As the more transmissible delta variant fuels a wave of new COVID-19 cases, especially among younger, unvaccinated populations, nine out of 10 children in the U.S. remain unvaccinated, according to recent data from the Centers for Disease Control and Prevention. Children ages 12 to 17 are currently eligible to get a shot, and fewer than 9 million U.S. adolescents (less than half of that age group) have been vaccinated so far.

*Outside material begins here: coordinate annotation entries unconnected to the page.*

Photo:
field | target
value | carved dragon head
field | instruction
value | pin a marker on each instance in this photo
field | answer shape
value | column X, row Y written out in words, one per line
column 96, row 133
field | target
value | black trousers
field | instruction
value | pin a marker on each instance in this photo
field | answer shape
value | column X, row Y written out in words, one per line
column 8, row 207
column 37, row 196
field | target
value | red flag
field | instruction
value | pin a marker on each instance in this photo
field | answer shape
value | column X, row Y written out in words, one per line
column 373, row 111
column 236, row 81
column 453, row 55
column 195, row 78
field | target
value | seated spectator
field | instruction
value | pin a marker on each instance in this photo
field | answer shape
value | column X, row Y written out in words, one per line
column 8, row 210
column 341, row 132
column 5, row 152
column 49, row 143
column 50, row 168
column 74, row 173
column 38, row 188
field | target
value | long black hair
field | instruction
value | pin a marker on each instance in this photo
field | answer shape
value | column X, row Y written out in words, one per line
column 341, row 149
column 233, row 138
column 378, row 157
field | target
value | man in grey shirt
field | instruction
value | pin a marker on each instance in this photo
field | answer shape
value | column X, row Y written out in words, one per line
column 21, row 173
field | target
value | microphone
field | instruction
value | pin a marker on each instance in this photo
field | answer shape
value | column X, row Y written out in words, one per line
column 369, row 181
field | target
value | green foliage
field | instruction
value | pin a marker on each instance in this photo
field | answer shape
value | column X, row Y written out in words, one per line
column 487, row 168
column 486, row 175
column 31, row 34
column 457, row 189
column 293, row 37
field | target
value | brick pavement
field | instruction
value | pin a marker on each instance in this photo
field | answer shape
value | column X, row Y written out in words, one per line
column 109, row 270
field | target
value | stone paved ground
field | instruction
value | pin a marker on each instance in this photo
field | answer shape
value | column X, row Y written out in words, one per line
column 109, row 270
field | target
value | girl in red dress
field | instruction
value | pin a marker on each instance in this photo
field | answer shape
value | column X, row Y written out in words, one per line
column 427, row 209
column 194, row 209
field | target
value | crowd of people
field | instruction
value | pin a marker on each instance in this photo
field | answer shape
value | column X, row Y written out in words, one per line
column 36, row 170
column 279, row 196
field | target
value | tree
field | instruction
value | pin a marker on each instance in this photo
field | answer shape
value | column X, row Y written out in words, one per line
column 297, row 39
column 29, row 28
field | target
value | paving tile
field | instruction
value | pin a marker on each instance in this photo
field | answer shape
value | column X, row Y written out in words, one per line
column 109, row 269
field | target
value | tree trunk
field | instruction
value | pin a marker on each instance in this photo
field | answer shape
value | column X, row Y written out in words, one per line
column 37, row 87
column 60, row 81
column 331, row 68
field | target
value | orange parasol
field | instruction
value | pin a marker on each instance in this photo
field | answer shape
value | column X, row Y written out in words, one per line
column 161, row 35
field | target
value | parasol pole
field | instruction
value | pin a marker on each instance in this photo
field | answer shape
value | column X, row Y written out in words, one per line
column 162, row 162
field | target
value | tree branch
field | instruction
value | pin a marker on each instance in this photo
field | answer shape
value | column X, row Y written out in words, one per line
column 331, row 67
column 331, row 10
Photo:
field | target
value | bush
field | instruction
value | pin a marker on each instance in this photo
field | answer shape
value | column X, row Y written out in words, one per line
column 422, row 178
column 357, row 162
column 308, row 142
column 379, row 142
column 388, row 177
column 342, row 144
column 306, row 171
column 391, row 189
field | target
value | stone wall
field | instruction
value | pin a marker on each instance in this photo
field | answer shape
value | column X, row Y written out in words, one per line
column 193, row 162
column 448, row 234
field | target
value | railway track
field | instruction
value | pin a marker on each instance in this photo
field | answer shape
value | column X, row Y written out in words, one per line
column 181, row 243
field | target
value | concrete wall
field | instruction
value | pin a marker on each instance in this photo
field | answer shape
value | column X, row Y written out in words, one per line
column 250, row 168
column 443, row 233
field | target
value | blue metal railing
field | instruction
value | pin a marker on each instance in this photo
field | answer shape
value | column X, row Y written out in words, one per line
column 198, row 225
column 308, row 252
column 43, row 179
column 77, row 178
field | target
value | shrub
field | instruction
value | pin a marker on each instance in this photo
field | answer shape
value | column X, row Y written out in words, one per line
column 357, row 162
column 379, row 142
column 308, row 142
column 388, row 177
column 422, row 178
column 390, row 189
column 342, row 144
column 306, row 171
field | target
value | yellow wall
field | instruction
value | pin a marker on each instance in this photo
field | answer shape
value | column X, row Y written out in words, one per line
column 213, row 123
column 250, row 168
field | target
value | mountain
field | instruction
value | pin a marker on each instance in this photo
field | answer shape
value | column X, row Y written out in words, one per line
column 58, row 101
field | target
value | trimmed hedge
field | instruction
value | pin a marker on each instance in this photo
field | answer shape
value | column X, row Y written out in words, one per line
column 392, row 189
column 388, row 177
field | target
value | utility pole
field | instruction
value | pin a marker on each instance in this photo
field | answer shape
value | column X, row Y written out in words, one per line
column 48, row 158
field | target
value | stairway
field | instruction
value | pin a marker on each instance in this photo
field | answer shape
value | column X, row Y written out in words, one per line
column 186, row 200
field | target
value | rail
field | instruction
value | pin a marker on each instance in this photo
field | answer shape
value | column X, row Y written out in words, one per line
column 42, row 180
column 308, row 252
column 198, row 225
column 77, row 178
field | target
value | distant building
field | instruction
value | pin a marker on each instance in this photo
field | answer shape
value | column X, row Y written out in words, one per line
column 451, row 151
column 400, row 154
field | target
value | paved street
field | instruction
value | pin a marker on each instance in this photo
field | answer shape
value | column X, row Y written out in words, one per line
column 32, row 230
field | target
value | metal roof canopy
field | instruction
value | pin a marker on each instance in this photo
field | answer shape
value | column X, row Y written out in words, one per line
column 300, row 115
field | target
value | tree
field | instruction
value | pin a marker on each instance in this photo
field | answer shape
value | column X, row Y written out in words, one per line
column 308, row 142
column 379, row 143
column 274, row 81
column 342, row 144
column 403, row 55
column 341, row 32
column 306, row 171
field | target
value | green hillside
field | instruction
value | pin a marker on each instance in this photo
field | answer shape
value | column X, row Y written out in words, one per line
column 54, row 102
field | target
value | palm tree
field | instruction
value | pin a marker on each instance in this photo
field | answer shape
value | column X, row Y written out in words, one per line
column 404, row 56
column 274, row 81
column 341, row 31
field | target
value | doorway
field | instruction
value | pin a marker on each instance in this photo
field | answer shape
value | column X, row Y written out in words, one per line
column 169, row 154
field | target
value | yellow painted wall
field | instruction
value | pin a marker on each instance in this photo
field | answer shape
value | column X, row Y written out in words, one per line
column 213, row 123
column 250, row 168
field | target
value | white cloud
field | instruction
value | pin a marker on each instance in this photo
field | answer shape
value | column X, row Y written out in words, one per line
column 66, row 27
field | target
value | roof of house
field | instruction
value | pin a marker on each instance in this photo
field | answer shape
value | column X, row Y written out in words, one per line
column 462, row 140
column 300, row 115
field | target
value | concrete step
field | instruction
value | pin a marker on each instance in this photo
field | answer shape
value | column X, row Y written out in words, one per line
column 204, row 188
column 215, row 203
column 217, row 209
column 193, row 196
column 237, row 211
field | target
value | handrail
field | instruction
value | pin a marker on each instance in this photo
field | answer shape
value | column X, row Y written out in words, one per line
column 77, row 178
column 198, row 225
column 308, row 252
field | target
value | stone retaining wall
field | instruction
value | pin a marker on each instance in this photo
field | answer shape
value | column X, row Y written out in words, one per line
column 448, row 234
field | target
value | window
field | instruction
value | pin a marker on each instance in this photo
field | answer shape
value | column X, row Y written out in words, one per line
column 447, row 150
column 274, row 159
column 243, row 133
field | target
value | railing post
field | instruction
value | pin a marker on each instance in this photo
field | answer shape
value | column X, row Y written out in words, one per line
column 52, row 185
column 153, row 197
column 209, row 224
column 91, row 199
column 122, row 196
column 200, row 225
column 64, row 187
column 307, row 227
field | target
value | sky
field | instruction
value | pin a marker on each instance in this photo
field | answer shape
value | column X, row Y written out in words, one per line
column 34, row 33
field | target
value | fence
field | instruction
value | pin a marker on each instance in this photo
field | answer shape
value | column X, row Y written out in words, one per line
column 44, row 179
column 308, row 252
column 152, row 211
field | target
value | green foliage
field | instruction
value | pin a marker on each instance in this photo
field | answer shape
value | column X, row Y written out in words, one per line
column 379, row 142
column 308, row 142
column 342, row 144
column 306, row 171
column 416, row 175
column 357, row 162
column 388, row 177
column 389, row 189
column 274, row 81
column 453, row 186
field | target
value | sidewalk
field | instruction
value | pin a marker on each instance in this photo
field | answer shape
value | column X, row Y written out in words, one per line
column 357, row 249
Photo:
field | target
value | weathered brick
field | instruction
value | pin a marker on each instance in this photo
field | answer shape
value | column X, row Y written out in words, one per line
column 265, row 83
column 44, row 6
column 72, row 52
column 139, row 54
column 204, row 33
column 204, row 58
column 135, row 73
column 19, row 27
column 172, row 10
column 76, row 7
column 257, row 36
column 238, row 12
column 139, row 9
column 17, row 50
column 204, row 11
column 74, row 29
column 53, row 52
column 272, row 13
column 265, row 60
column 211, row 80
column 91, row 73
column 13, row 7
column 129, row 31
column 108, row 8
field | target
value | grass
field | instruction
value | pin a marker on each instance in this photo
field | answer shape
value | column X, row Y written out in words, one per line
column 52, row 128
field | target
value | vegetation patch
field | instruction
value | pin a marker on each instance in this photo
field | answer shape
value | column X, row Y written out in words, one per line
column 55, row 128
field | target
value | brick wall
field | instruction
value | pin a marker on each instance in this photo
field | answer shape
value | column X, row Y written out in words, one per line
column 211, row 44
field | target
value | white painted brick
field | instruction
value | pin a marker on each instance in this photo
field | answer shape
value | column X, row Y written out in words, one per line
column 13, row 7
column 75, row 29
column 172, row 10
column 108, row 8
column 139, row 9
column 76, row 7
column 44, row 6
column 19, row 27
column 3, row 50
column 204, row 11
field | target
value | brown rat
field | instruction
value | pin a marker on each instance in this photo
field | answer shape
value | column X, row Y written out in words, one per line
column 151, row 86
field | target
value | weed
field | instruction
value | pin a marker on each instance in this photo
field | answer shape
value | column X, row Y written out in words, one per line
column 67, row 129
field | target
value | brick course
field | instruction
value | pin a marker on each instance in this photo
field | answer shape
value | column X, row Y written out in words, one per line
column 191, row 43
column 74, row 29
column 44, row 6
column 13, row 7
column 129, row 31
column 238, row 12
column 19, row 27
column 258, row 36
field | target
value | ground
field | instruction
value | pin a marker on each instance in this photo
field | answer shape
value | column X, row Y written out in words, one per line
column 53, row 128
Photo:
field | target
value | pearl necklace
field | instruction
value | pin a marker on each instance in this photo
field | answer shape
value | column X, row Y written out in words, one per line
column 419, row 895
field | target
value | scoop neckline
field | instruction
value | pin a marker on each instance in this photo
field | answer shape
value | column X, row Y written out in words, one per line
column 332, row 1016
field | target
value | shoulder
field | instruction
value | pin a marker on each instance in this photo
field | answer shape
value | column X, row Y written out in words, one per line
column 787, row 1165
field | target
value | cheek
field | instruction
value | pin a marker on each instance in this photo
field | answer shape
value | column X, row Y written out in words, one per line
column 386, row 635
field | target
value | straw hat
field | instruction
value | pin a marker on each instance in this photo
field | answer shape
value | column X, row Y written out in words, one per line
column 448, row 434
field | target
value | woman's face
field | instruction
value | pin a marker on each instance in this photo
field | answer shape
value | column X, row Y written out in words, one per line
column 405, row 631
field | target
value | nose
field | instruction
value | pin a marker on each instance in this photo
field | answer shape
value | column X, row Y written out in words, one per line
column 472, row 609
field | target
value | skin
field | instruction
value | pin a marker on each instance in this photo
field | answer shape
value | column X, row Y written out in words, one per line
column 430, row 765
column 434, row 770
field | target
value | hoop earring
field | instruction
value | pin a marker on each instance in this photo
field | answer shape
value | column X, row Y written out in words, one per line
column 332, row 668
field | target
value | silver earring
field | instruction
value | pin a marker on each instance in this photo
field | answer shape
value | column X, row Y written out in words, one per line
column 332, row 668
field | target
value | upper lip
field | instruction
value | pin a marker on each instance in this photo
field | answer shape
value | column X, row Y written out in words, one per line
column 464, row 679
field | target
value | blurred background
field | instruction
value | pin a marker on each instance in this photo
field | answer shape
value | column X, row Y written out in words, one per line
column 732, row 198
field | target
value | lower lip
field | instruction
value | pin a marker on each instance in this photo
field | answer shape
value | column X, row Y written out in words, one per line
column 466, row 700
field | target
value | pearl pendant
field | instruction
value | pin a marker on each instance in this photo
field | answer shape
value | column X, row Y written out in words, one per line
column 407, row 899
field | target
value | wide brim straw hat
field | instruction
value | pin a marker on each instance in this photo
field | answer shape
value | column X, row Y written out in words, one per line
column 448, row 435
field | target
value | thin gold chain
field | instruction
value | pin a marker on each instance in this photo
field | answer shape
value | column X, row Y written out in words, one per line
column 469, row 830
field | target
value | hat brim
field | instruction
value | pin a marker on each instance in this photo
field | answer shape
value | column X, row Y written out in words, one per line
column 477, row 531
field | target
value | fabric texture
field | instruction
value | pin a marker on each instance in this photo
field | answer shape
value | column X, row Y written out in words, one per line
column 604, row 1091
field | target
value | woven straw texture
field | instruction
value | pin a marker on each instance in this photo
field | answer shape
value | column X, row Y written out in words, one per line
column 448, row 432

U.S. Surgeon General Vivek Murthy issued an advisory Thursday in reaction to misinformation that continues to erode the number of new vaccinations. He noted that an advisory is typically reserved for urgent public health threats “often linked to what we eat, drink and smoke.” But bad information, especially what’s been shared on social media, has spread false claims and sowed doubt about masks and social distancing, treatments and vaccines. As a result, Murthy said, misinformation has contributed to stifling more widespread adoption of vaccines, leaving millions of Americans, — many of them children — vulnerable to infection, hospitalization and even death.
While children are less likely than adults to get severely ill, there’s another important reason to staunch the spread of COVID-19. Public health experts fear that the more the virus spreads among the unvaccinated, the more chance that variants could mutate and unravel progress made against the pandemic in pockets of the country where the vaccination rate remains dangerously low.
The Biden administration is urging social media companies to take more aggressive actions to slow the spreading infodemic, which has fed the ongoing public health crisis. Murthy urged individuals to pause and check if a story’s sources are credible before one shares. “When it comes to misinformation, not sharing is caring,” Murthy said. At the same time, the White House welcomed pop star Olivia Rodrigo on Wednesday to record messages about trusting the vaccine to share with her Instagram followers.
Conservative media outlets have perpetuated the misinformation that COVID-19 is not a serious illness in younger people, that the vaccines are more harmful than the virus and that the pandemic is a political tool used to manipulate people, said Dr. Peter Hotez, dean of the National School of Tropical Medicine at Baylor College of Medicine. Pundits who attended the recent Conservative Political Action Conference falsely framed the use of vaccines as a tool of political control. Meanwhile, the state of Tennessee on Tuesday fired Dr. Michelle Fiscus, who in her role as medical director of vaccine-preventable and infectious diseases had encouraged eligible adolescents to get the COVID-19 vaccine.
The public health community faces a steep climb in countering these false messages, Hotez said, and “it’s going to be really heartbreaking when you see so many kids get sick.”
Models and experts predict states in the South and Southwest will be swept up in a big acceleration of COVID cases that could interfere with opening schools next month. But even public health measures that could prevent further spread, such as face masks and social distancing, have been politicized and shunned in parts of the country.
“The states that are going to need them are going to be the states that are hardest to implement,” Hotez said.
While misinformation is not the only reason why more people aren’t getting vaccinated, Murthy said it is a very important one.
“In a moment like this when we see misinformation literally costing us our loved ones — costing us lives — all of us have to ask how we can be more accountable and responsible for the information that we share,” he said.